Thursday, May 31, 2012
PRENDA - The Sex Selection Anti-Abortion Bill Fails to Pass House of Representatives, But . . . .
As the Washington Post reports, members of the House of Representatives "voted 246 to 168" on PRENDA, HR 3541, the Prenatal Non-Discrimination Act, that bans sex-selective and race-selective abortions. While the 246 majority voted for PRENDA, it "failed to pass as House Republicans brought it up under a suspension of normal rules that required it to earn a two-thirds majority vote."
PRENDA defines "‘‘sex-selection abortion’’ as an "abortion undertaken for purposes of eliminating an unborn child of an undesired sex," and ‘‘race-selection abortion’’ is "an abortion performed for purposes of eliminating an unborn child because the child or a parent of the child is of an undesired race." The bill is similar to one in Arizona that did become law; the few other states that do have statutes focus on sex-selection.
As I've written elsewhere:
The specter of sex-selection prohibitions in abortion statutes is said to pose a political dilemma for feminists,who can be “torn” between “support for reproductive autonomy” and “distaste for sex-‐selection practices driven by a gendered and patriarchal society.” It also provokes opposing logical constructions. On one account, if there is right to an abortion for any or no reason, this includes a right to an abortion even for a problematical reason.165 On an opposing account, “[t]he right to not have a child for any reason does not logically encompass the right not to have a child for any specific reason.” Whatever the logic, however, an interrogation of a woman’s “reason” for having an abortion demonstrates a distrust of women similar to the distrust apparent in other abortion restrictions that treat women have abortions quite differently than ungendered patients providing informed consent for other medical procedures. However, unlike other abortion restrictions such as mandatory ultrasounds or waiting periods, sex-‐selective prohibitions are not cast as being beneficial to women or assisting decision-‐ making; rather, they clearly seek to remove the power of a woman’s choice to terminate a pregnancy in service to a larger societal and state interest.
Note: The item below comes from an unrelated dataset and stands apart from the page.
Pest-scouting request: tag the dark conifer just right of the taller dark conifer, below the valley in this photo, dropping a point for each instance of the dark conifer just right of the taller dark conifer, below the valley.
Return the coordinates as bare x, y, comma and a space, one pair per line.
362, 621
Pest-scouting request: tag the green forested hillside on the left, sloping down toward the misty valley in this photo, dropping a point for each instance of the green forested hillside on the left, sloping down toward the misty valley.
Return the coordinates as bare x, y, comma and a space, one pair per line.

Indeed, PRENDA's findings on sex include:
(subsection L) Sex-selection abortion results in an unnatural sex-ratio imbalance. An unnatural sex- ratio imbalance is undesirable, due to the inability of the numerically predominant sex to find mates. Experts worldwide document that a significant sex-ratio imbalance in which males numerically predominate can be a cause of increased violence and militancy within a society. Likewise, an unnatural sex-ratio imbalance gives rise to the commoditization of humans in the form of human trafficking, and a consequent increase in kidnapping and other violent crime.
PRENDA bases this finding on the experience of nations such as China, mentioning "son preference" but not China's accompanying one-child policy. For some, the interest in prohibiting sex-selective abortion is a "manufactured controversy." For others, PRENDA may be part of an election year strategy.
For those teaching a summer course in ConLaw, this could be the basis of an excellent problem. ConLawProfs might want to also consider the constitutional provisions on which Congress grounds its power, including the Thirteenth Amendment.